Harry's Story

In February of 2013, at the age of 78, I was diagnosed with stage four terminal cancers of my stomach and esophagus. We looked for local doctors to determine what could be done. I found five amazing doctors. We first looked at surgery, but it was far too extensive. The next option was radiation.

Radiation is a very painful and traumatic solution, but I was willing to do it. However, they had discovered that the cancer had spread to my lymph nodes and between that and the fact that the main cancers were too far apart, radiation was no longer an option. We looked at a combination, but at the last minute we decided the way to go was full bore chemotherapy.

On May 1st we went into the trial and experimental chemo treatments they had suggested. Before we started, I had sat with my family, my wife of 41 years, and the children and we decided it was OK for me to die. I had had a long life, I wasn’t afraid of it, I had adjusted to the fact, and there was no fear around it (dying) for me. But we also decided to fight. Death was not the preferred choice, but if it happened, if I didn’t make it, then they knew that it was OK. But I was going to fight, damnit.

We began the chemo. I was given a series of chemo treatments. Eight sessions, and every other week was taking a new medication. Mind you, all of this is putting poison in your system; it kills good cells and bad. I had shots every other week, transfusions to re-establish my red cell count –lots of support meds. All of it experimental. We never knew what the new side effects would be.
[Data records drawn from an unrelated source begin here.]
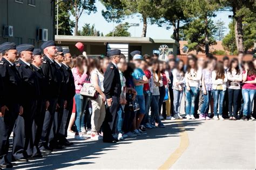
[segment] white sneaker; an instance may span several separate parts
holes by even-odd
[[[117,137],[117,139],[118,140],[124,140],[124,138],[123,138],[123,134],[121,133],[118,133],[118,137]]]
[[[222,117],[222,115],[219,115],[219,119],[220,120],[224,120],[224,118],[223,118],[223,117]]]
[[[196,118],[194,118],[193,114],[191,114],[190,117],[191,118],[191,119],[196,119]]]
[[[253,121],[255,120],[255,118],[253,117],[252,116],[251,117],[251,118],[249,119],[249,121]]]
[[[125,138],[126,138],[127,137],[128,137],[128,135],[126,135],[126,134],[123,134],[123,138],[124,139],[125,139]]]
[[[217,115],[214,115],[213,117],[213,119],[215,120],[219,120],[219,118],[218,118],[218,116]]]
[[[86,130],[85,130],[85,128],[84,127],[81,127],[81,132],[83,133],[86,132]]]
[[[75,132],[73,132],[71,130],[68,130],[67,131],[67,135],[69,137],[73,137],[74,135],[75,135]]]
[[[97,134],[92,133],[91,134],[91,140],[99,140],[99,135]]]
[[[179,119],[183,119],[183,117],[181,117],[179,113],[178,113],[178,117],[179,117]]]
[[[78,134],[75,135],[75,139],[77,140],[86,140],[87,137],[84,135],[83,132],[79,132]]]
[[[186,115],[185,118],[187,118],[187,120],[191,119],[191,118],[190,117],[190,115],[189,115],[188,114]]]
[[[91,129],[88,128],[88,129],[87,130],[87,134],[92,134],[92,130],[91,130]]]
[[[178,116],[178,114],[175,114],[174,115],[173,115],[173,118],[174,118],[175,119],[179,119],[179,117]]]

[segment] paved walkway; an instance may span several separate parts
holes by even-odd
[[[117,144],[87,140],[16,168],[252,169],[256,121],[165,121],[165,128]]]

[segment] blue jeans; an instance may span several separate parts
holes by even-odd
[[[250,117],[252,111],[252,103],[256,90],[242,89],[242,98],[244,99],[244,115]],[[254,106],[255,107],[255,106]]]
[[[87,99],[80,94],[75,94],[76,101],[76,132],[81,132],[81,127],[84,126],[84,111],[86,108]]]
[[[118,133],[123,133],[122,127],[123,123],[124,121],[124,110],[121,105],[119,106],[119,109],[117,111],[117,129]]]
[[[209,111],[210,102],[212,99],[212,91],[206,91],[207,94],[203,94],[204,103],[203,103],[202,107],[201,108],[200,112],[201,114],[208,115]]]
[[[186,97],[186,115],[194,115],[194,103],[196,98],[198,94],[199,88],[196,87],[190,87],[190,90],[187,90],[187,87],[185,90]]]
[[[180,91],[173,89],[173,114],[179,114],[180,113],[183,92],[184,90]]]
[[[150,90],[144,92],[145,99],[145,109],[146,114],[143,117],[142,121],[142,125],[145,125],[150,122],[150,118],[149,117],[149,113],[150,108],[150,103],[151,103],[152,93]]]
[[[219,99],[219,115],[222,115],[223,112],[223,101],[224,100],[225,92],[226,91],[222,90],[213,90],[213,113],[214,115],[218,115],[218,104]]]
[[[158,104],[159,100],[159,96],[152,96],[151,100],[151,115],[150,116],[150,123],[153,124],[154,122],[154,119],[159,124],[161,124],[161,120],[160,120],[159,117],[159,112],[158,109]]]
In August it hit me. Suddenly I had suicidal tendencies. Just like you see on TV – “if you take this drug or that drug, you may experience thoughts of suicide”. It was very difficult. I never saw it coming. A big part of it, given the treatment I was going through was the inertia, sitting, all the time. I had a port in my chest, 3-5 hours to get the chemo in and more days carting the pump around with me carrying the chemo. Too many days with nothing else to do. Suddenly I found myself continually thinking about how to commit suicide. It just slipped right in there, I had no warning. I thought about it continually for three weeks.
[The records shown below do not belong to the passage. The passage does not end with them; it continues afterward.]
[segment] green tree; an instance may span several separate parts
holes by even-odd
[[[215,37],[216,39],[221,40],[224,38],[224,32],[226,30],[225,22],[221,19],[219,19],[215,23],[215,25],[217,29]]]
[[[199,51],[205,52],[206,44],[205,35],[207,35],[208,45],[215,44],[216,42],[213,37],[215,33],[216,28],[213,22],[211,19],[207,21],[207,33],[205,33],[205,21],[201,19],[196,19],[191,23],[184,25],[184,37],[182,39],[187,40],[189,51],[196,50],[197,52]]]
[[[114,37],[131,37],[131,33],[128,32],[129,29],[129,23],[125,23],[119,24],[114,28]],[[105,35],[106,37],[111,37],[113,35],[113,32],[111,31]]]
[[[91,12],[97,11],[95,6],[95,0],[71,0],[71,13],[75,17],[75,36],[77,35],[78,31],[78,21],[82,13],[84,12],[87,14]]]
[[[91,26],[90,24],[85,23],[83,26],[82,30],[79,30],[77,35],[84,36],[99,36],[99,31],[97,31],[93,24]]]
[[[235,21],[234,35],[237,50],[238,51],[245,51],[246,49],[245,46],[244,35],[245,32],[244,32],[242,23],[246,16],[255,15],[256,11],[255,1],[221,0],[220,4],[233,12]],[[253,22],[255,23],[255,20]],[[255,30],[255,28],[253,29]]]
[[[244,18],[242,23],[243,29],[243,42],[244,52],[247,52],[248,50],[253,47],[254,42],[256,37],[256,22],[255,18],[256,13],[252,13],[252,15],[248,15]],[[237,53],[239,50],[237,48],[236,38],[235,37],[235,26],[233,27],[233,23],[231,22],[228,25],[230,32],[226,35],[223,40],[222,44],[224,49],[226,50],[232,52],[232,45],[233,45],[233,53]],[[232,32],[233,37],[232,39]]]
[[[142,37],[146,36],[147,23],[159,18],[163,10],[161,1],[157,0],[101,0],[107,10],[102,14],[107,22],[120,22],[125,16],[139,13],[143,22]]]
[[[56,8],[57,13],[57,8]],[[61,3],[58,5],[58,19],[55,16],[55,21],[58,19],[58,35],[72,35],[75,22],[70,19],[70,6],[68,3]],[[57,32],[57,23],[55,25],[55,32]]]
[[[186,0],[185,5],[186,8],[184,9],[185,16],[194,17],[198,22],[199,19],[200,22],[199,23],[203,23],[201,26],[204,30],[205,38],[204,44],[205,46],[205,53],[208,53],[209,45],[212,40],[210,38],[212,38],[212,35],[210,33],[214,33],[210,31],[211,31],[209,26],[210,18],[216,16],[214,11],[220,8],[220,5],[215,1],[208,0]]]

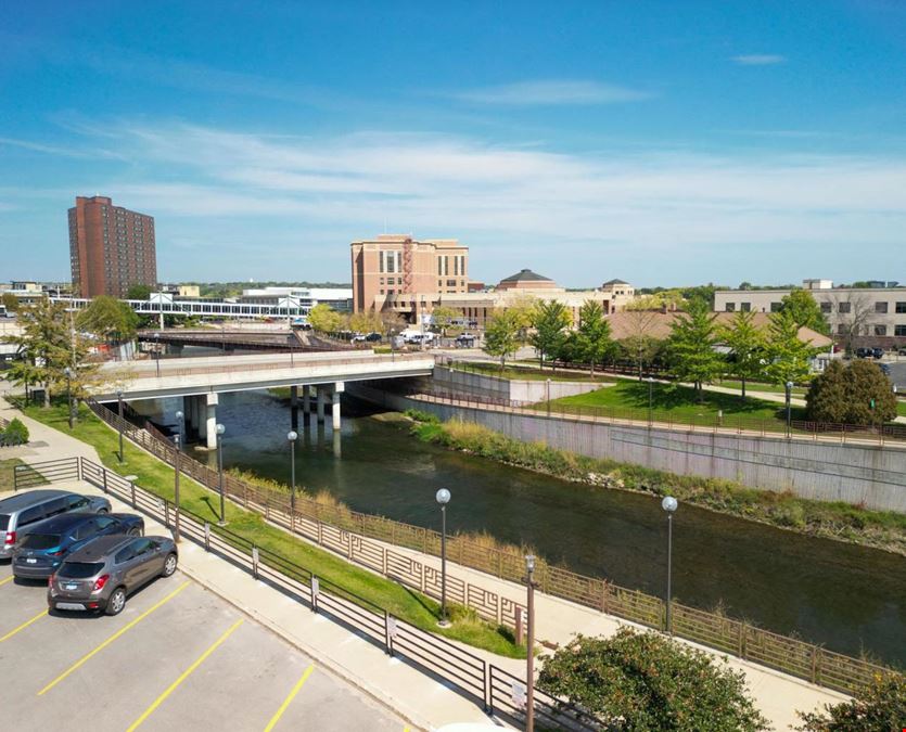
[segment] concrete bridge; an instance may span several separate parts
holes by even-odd
[[[310,412],[315,401],[318,421],[323,422],[330,399],[333,428],[340,429],[340,402],[346,382],[426,376],[433,370],[433,356],[379,356],[370,350],[109,362],[101,367],[101,384],[92,396],[102,402],[182,397],[187,426],[196,429],[208,448],[216,449],[220,394],[290,387],[296,407],[302,386],[304,411]]]

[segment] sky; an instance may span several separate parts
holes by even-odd
[[[906,2],[33,2],[0,20],[0,281],[66,209],[158,278],[348,282],[455,237],[569,287],[906,281]]]

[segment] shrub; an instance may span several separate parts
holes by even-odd
[[[768,729],[726,660],[660,633],[621,628],[577,635],[545,662],[539,685],[614,730],[696,732]]]
[[[799,712],[803,732],[894,732],[906,724],[906,677],[875,677],[854,698],[826,704],[824,711]]]
[[[28,427],[26,427],[18,419],[13,420],[7,425],[7,428],[0,433],[0,445],[25,445],[28,442]]]
[[[837,424],[881,425],[896,418],[896,396],[876,363],[831,362],[812,382],[806,396],[809,420]]]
In the beginning I thought, “Oh, this is how this particular treatment is, the ‘suicide effect’. This is what I have to go through” – then a minute or two later I was seriously considering it again. I kind of mentioned it to my wife, but I didn’t really bring it out into the open because this isn’t me! I’ve never been depressed, I’m fighting the cancer. The thoughts were the total antithesis of who I was. I was very much inside myself at that point. It just made zero sense. I was waging a war on cancer, had made peace with the fact that if I failed and died, then I would die, and now I was going to jump ship? It was weird. I could not verbalize this, I could not ask for help. I didn’t have the words. None of this fit with what I had been doing for the last several months or who I have always been.
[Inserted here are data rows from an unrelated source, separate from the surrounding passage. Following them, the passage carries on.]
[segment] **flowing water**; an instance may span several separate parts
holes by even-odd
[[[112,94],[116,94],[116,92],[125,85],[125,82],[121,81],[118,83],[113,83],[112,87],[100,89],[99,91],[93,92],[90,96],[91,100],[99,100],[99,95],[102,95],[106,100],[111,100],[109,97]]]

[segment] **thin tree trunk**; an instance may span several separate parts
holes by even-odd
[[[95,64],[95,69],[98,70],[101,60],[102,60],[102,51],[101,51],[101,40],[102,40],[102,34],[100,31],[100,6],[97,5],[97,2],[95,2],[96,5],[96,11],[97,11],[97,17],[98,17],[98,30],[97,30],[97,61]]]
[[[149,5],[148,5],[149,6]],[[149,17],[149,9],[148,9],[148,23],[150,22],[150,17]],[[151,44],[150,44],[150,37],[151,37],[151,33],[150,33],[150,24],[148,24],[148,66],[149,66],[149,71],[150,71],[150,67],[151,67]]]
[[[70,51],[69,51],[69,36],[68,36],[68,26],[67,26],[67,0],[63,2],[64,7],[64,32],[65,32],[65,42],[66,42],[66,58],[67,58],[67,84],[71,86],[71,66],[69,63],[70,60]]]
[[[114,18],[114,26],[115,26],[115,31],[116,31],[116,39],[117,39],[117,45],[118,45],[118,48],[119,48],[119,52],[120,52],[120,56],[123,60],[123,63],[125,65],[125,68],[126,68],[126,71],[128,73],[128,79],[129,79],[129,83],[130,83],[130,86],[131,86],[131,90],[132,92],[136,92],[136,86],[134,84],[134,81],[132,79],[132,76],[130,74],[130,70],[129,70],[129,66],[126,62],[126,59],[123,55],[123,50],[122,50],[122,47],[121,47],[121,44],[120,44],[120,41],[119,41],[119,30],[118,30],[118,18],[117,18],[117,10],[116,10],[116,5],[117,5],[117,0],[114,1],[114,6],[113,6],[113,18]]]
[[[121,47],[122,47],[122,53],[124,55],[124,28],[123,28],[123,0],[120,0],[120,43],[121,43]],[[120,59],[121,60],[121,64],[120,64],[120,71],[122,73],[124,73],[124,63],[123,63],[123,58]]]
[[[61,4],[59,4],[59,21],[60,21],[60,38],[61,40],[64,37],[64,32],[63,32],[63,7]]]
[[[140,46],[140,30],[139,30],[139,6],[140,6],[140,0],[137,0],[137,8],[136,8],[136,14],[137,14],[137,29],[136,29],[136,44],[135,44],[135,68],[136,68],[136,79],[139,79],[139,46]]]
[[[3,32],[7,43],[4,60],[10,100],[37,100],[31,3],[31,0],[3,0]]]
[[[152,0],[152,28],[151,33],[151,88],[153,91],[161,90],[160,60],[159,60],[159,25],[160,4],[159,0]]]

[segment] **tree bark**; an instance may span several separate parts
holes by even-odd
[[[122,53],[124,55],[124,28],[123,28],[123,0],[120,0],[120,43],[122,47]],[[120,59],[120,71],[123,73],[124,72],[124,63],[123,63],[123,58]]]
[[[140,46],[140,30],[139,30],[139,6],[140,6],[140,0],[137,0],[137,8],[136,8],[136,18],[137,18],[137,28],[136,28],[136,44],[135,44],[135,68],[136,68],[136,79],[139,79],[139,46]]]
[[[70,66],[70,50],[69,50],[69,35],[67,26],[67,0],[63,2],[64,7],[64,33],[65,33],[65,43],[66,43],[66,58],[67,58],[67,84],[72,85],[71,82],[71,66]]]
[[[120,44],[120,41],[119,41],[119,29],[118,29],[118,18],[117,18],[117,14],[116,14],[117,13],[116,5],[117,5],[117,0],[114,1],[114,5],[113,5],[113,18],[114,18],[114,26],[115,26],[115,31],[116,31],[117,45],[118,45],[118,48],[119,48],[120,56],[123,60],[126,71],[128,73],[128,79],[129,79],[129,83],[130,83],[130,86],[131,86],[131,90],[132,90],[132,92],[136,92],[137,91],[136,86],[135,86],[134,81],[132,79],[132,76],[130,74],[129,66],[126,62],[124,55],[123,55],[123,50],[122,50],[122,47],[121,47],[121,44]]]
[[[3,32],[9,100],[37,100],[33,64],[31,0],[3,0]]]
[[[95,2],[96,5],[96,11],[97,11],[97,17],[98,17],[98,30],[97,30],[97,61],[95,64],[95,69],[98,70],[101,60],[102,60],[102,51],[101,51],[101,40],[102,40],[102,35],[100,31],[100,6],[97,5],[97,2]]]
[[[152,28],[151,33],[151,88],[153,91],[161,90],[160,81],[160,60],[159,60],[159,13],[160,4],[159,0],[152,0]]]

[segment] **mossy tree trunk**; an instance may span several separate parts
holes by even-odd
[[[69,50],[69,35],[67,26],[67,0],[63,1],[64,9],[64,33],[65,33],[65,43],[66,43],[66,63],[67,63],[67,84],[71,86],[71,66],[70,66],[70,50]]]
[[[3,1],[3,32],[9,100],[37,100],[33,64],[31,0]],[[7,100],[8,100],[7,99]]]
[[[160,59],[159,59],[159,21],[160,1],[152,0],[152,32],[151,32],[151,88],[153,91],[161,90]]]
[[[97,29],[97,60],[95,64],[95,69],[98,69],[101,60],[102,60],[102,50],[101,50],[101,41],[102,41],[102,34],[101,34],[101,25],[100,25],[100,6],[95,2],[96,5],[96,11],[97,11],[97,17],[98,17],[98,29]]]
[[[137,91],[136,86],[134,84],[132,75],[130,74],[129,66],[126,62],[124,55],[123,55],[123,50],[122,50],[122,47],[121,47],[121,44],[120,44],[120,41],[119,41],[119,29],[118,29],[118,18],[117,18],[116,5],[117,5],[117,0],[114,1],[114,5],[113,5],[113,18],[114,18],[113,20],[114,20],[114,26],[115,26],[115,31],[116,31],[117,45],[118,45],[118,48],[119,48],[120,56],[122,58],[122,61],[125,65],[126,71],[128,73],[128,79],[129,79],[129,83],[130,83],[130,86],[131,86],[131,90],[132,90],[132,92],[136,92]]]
A couple of weeks later I decided that this just couldn’t be me. Something was up. It had to be a side effect, something caused by the last chemo, something.

Every time these thoughts would come in I would say, “This isn’t me” and try to do something else. I would read, write, watch TV, and do anything I could to get my thought processes active in something else. That was the key for me. But every time I would let off the gas pedal those thoughts would come rushing back in.

Above and beyond anything else I wanted one last battle to fight, and I realized that was the cancer. On the one side it is OK to die, but not by suicide. I wasn’t about to give up the battle. I am a veteran and I know how to fight.

Eventually it went away, with the discipline, and a change of medication, it went away. My wife was a huge factor, always there for me, always. But the fight was in me. And it was mine.

When it hit it was subliminal, like a whisper. I didn’t see it coming on, and when it was there I was ashamed of the thoughts. I had the mental disclaimer: THIS IS NOT ME – but it kept coming on.

I am cancer free now. I fought my battle with cancer and won, and I fought my battle with suicide and won. I was blessed with a wife who was always there, always, and a team of amazing doctors. Not everyone has that, but everyone has something else, that is who they are. You have you.

Find a reason to live. Start with something outside of you. Inactivity is not your friend. Maybe get involved with community service, I am a Lion, I am in the Coast Guard Auxiliary, we do search and rescue on the lake. Find something outside yourself that will bring other people to you, make a phone call and start creating a network for you.

Most importantly, make a phone call.

Full speed ahead. Attack it. Just attack it. Head on. It is separate from you, remember that. Don’t attack yourself; attack the demon that is creeping in. Fight. Fight for your life. Then do something to save another life.